Ablation of triadin causes loss of cardiac Ca²⁺ release units, impaired excitation-contraction coupling, and cardiac arrhythmias

Heart muscle excitation-contraction (E-C) coupling is governed by Ca²⁺ release units (CRUs) whereby Ca²⁺ influx via L-type Ca²⁺ channels (Cav1.2) triggers Ca²⁺ release from juxtaposed Ca²⁺ release channels (RyR2) located in junctional sarcoplasmic reticulum (jSR). Although studies suggest that the jSR protein triadin anchors cardiac calsequestrin (Casq2) to RyR2, its contribution to E-C coupling remains unclear. Here, we identify the role of triadin using mice with ablation of the Trdn gene (Trdn⁻/⁻). The structure and protein composition of the cardiac CRU is significantly altered in Trdn⁻/⁻ hearts. jSR proteins (RyR2, Casq2, junctin, and junctophilin 1 and 2) are significantly reduced in Trdn⁻/⁻ hearts, whereas Cav1.2 and SERCA2a remain unchanged. Electron microscopy shows fragmentation and an overall 50% reduction in the contacts between jSR and T-tubules. Immunolabeling experiments show reduced colocalization of Cav1.2 with RyR2 and substantial Casq2 labeling outside of the jSR in Trdn⁻/⁻ myocytes. CRU function is impaired in Trdn⁻/⁻ myocytes, with reduced SR Ca²⁺ release and impaired negative feedback of SR Ca²⁺ release on Cav1.2 Ca²⁺ currents (ICa).

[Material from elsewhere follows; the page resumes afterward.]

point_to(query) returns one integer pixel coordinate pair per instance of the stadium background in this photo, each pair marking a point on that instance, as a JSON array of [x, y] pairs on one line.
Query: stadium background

Uninhibited Ca²⁺ influx via ICa likely contributes to Ca²⁺ overload and results in spontaneous SR Ca²⁺ releases upon β-adrenergic receptor stimulation with isoproterenol in Trdn⁻/⁻ myocytes, and ventricular arrhythmias in Trdn⁻/⁻ mice. We conclude that triadin is critically important for maintaining the structural and functional integrity of the cardiac CRU; triadin loss and the resulting alterations in CRU structure and protein composition impairs E-C coupling and renders hearts susceptible to ventricular arrhythmias.